When I was a Resident Assistant I primarily worked with First-Year Students. It was such a great experience! You could really see the students develop from high school students into (mostly) independent adults. I didn't know much about theory back then, but it was clear that their behavior and attitudes changed throughout the two semesters of living in the First-Year Residence Hall Program. Now that I look back, it was a great program and some-what ground breaking. I participated in a professional-level committee for piloting a campus-wide first-year residential experience. We utilized programs from around the country and it was great to see work at that level while I was still a student.

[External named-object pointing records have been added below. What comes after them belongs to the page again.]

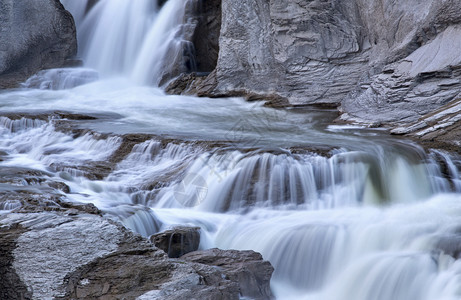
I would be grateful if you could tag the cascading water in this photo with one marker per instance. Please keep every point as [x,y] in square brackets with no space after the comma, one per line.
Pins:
[341,213]
[130,38]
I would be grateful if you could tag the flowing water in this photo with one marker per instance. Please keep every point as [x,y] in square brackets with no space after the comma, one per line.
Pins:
[341,212]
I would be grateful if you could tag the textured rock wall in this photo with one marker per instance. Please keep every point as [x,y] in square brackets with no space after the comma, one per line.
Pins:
[319,51]
[34,34]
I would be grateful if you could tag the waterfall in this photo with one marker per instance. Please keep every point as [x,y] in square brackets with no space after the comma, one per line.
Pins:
[133,39]
[341,212]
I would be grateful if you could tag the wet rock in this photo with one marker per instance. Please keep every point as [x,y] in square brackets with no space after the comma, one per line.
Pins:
[421,83]
[58,185]
[35,34]
[184,84]
[206,35]
[245,267]
[54,255]
[60,79]
[11,285]
[177,241]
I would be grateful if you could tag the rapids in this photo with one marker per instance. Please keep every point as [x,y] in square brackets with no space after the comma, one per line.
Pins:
[342,212]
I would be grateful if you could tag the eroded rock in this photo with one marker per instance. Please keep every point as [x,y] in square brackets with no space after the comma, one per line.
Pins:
[177,241]
[35,35]
[82,256]
[245,267]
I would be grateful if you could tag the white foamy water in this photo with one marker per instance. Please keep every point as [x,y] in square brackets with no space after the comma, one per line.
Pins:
[341,212]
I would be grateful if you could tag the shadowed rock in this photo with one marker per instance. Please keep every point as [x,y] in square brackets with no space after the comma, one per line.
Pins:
[177,241]
[245,267]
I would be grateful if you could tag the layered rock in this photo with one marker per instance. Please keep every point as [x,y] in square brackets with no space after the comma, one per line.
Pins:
[177,241]
[244,267]
[34,35]
[70,254]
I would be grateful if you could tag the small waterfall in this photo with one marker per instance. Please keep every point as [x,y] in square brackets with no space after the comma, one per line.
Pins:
[132,38]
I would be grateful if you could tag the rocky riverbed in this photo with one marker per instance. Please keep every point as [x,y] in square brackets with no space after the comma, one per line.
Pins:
[72,252]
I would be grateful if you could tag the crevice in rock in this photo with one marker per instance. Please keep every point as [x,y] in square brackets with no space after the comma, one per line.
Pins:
[11,285]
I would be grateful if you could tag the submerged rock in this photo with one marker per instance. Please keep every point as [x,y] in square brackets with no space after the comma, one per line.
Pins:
[177,241]
[35,35]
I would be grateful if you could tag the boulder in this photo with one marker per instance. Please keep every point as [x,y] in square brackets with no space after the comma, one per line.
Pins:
[177,241]
[245,267]
[68,255]
[34,35]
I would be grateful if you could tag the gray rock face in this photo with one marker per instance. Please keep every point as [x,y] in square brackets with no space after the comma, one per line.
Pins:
[34,35]
[317,52]
[74,255]
[245,267]
[177,241]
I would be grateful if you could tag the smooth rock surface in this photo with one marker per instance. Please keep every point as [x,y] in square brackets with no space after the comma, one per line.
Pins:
[74,255]
[318,52]
[178,240]
[34,35]
[245,267]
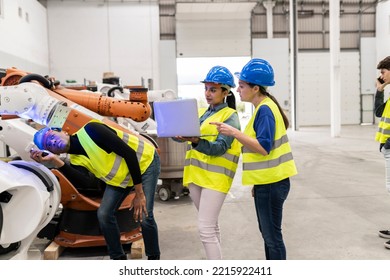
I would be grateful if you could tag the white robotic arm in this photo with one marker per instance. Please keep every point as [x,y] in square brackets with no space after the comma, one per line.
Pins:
[28,101]
[29,198]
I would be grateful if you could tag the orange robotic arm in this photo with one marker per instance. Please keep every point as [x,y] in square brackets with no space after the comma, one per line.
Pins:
[22,95]
[136,108]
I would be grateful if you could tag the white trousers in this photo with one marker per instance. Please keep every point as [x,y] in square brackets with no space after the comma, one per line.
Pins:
[386,154]
[209,204]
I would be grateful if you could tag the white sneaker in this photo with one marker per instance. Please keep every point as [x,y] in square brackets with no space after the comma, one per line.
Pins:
[384,234]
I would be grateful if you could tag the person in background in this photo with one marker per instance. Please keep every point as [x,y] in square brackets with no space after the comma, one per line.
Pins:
[266,153]
[211,161]
[123,161]
[382,110]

There was a blog post this morning about first-year programming and the needs of first year students. All of what she states is true, the transition from high school to college can be difficult and overwhelming. First-year programming generally tries to alleviate a lot of the stress and provides a safe, comfortable community in which to learn and grow. It is a great idea.
My friend Stephen, who was involved in student leadership, Greek life, and student housing while we were both undergrads, was working with Sophomore Programming. I read a posted opportunity about a position leading Sophomore Programming, and it brought back the conversations Stephen and I had when we were working with the two populations.

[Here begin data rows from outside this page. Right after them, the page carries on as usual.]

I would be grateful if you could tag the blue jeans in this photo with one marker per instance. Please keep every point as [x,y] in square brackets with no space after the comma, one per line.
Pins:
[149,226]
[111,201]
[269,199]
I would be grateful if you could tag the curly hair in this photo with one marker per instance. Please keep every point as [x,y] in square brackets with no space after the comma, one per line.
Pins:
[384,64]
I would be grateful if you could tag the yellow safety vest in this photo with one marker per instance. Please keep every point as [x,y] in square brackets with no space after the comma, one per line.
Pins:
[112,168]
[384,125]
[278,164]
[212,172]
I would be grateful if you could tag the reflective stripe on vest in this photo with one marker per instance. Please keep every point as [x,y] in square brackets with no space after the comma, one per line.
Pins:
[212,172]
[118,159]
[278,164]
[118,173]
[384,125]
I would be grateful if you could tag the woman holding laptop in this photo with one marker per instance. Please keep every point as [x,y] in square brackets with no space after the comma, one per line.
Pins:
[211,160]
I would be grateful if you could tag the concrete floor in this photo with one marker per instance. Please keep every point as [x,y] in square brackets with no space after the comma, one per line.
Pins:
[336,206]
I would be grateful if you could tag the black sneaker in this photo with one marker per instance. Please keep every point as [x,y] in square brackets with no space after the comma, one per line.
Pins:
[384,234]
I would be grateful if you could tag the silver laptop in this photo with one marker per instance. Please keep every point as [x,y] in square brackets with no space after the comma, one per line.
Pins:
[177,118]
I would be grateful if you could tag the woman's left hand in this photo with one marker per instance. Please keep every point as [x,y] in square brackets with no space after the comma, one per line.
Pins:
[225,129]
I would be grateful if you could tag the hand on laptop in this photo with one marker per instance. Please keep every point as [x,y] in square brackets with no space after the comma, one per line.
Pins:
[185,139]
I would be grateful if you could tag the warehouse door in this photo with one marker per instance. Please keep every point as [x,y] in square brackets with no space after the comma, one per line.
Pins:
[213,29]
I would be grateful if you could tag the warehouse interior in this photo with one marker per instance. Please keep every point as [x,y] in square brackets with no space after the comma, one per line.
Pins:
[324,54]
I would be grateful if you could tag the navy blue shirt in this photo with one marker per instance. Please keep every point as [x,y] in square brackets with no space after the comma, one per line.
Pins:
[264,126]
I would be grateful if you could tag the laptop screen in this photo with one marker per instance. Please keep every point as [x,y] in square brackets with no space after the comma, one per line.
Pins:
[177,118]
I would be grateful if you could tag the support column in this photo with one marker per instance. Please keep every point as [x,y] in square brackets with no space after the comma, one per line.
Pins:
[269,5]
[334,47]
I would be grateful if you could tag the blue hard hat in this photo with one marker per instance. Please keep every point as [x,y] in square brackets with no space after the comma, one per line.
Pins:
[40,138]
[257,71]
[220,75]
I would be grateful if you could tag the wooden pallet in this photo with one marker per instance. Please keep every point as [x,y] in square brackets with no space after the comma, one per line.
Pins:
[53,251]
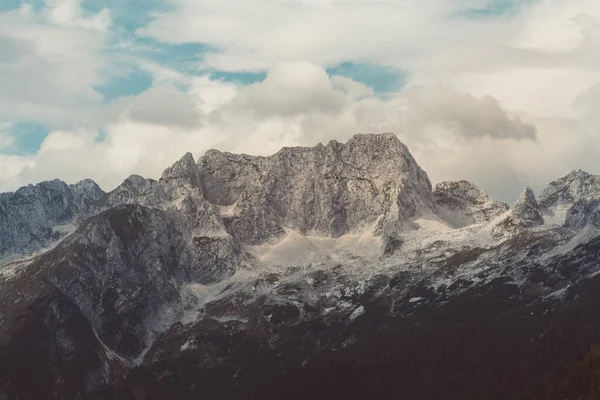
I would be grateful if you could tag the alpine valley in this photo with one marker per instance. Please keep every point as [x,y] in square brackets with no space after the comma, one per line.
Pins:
[330,272]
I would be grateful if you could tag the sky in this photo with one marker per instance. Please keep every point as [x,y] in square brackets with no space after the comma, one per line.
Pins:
[503,93]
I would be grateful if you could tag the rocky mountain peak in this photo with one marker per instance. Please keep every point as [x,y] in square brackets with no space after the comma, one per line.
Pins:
[526,209]
[461,203]
[35,216]
[577,185]
[181,178]
[523,214]
[321,190]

We talked about the need for a second year of programming, and what it meant for the following years involved. Should there be a third-year program? What about a fourth/final year? What about non-traditional, part-time students, do they not have a community in which to feel comfortable? And what about non-traditional first-year students, are we assuming they have the skills that traditional students do not? It poses a lot of questions that don't always seem to be realized (or answered), beyond the said need for first-year programs.